# Senior AI/ML Engineer
We're looking for a Senior AI Engineer who is passionate about transforming healthcare through cutting-edge technology. In this role, you will make hands-on contributions to the design, development, and deployment of advanced Machine Learning (ML) and Natural Language Processing (NLP) solutions powering Patient Finder.
You'll work on high-impact initiatives including Generative AI, Named Entity Recognition and Linking (NER/NEL), multilingual NLP, and continuous learning on complex healthcare datasets. This is a unique opportunity to help define the future of AI in healthcare, with deep technical ownership and end-to-end responsibility for production-grade ML solutions.
## Key Responsibilities
- Design, build, and maintain robust, scalable ML and NLP solutions for production environments.

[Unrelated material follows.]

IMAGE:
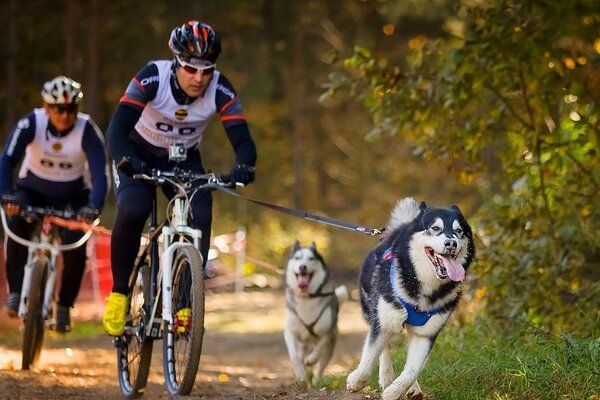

- Contribute hands-on to the codebase, implementing high-quality, production-ready AI systems.
- Collaborate closely with cross-functional engineering teams to ensure seamless integration of AI components with our search engine and data warehouse.
- Apply best practices in software engineering, including testing, observability, and CI/CD for ML systems.
- Support the internationalization and localization of NLP components across multiple languages.
- Work with the Product Owner and engineering stakeholders to translate business requirements into high-quality ML deliverables.
- Research, evaluate, and apply state-of-the-art NLP and ML methodologies.
- Share expertise with peers, contribute to knowledge-sharing sessions, and informally mentor junior engineers.
## Requirements
- 6+ years of industry experience in AI/NLP, with a strong track record of delivering production-grade solutions.
- Strong proficiency in Python for ML and NLP; experience with Go, Rust, or Java is a plus.
- Solid software engineering fundamentals and experience integrating ML systems into large-scale production environments.
- Deep expertise in supervised and unsupervised learning, deep learning, and NLP.
- Experience deploying, monitoring, and maintaining production ML/NLP systems.
- Ability to clearly communicate complex technical concepts to cross-functional teams.
- Strategic mindset for data science product planning under uncertainty.
- Holistic understanding of end-to-end ML pipelines within broader system architectures.
- Strong problem-solving and critical thinking skills.